In un film “Vita per vita”, ambientato ad Auschwitz, diretto da C. Zanussi, il detenuto che fuggendo procurò la drammatica rappresaglia, si chiede:
“Non so neanche se credere a questa storia. Ad Auschwitz non esistevano santi. Si lottava solo per sopravvivere. Chissà se è vero. Fosse anche vero, io penso che sia stato un modo come un altro per suicidarsi. Non approvo quello che ha fatto a se stesso”. “I preti non ammettono il suicidio. Infatti non si è ucciso contro un filo spinato come altri”. “E se per caso avesse salvato te?” “Tu non hai idea chi fosse l’ufficiale che comandava. Era un bastardo, non avrebbe mai permesso quello scambio”. Al termine del film il fuggitivo vuole emigrare in Germania. “Io me ne frego della memoria, voglio incominciare una nuova vita e lasciare il passato alle spalle”. “Guarda qui c’è scritto che hanno trovato l’uomo salvato da P. Kolbe nel 1941. Era un soldato. Che è quella storia?” “Non lo so e neanche mi riguarda”.

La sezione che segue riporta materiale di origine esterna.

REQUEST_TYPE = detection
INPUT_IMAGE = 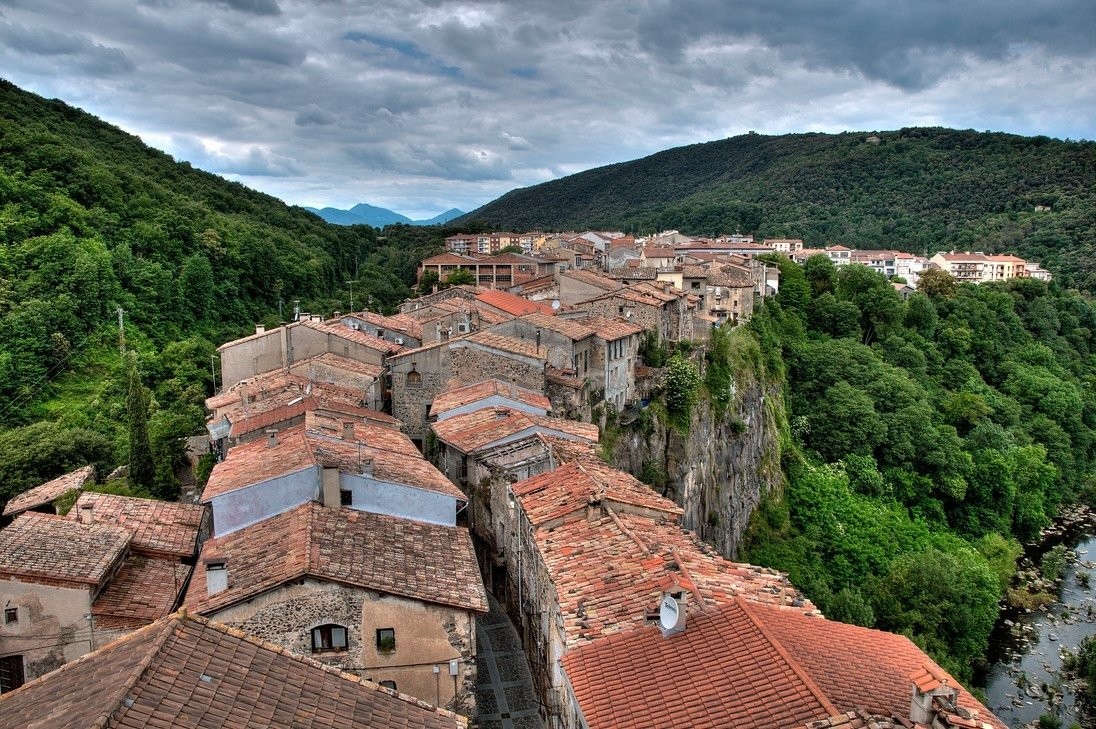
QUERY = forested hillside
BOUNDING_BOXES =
[745,255,1096,677]
[0,81,441,502]
[463,128,1096,291]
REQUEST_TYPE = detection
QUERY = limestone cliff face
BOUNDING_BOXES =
[613,377,785,559]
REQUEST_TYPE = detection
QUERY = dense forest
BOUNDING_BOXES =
[0,76,444,503]
[463,128,1096,289]
[745,255,1096,680]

Ho visto Papa Francesco camminare solo, commosso, tra i viali della drammatica schiavitù moderna. Ha abbracciato ebrei e non ebrei sopravvissuti. Anche loro in silenzio. Ha baciato il palo dell’impiccagioni, piantato sulla piazza dell’Appello. Non ha sorriso a nessuno. Dopo aver ascoltato il “De profundis”, letto da un rabbino, ha scritto in lingua spagnola sul libro dei visitatori di Auschwitz: “Signore abbi pietà del tuo popolo! Signore perdona per tanta crudeltà!” Firmato: Franciscus, 29.7.2016.
I campi di concentramento cambiano paese e i martiri credenti e non credenti sono costretti ad abitarli. Diventano polvere, ma non muoiono.
“Vorrei essere polvere, aveva scritto Padre Massimiliano Kolbe, dichiarato ufficialmente dalla Chiesa Cattolica santo martire, per viaggiare con il vento e raggiungere ogni parte del mondo a predicare il Vangelo”.
Il 15 di agosto, festa dell’Assunta, il giorno dopo la morte, le polveri del suo corpo furono sparse al vento.Il drammaturgo rumeno, battezzato francese, Eugène Ionesco, stupito che un uomo abbia offerto volontariamente la sua vita per uno sconosciuto, ha scritto: “Massimiliano Kolbe è un santo. Io ammiro e adoro in lui ciò che è difficile: il sacrificio e la santità. Vivere e morire per gli altri, nell’amore della vita e della morte: ecco quanto fece, ecco ciò che fu l’esistenza di Massimiliano Kolbe. Per me è la sola esistenza invidiabile, la sola esistenza che merita di essere vissuta, che giustifica, abbondantemente, sia la vita che la morte”.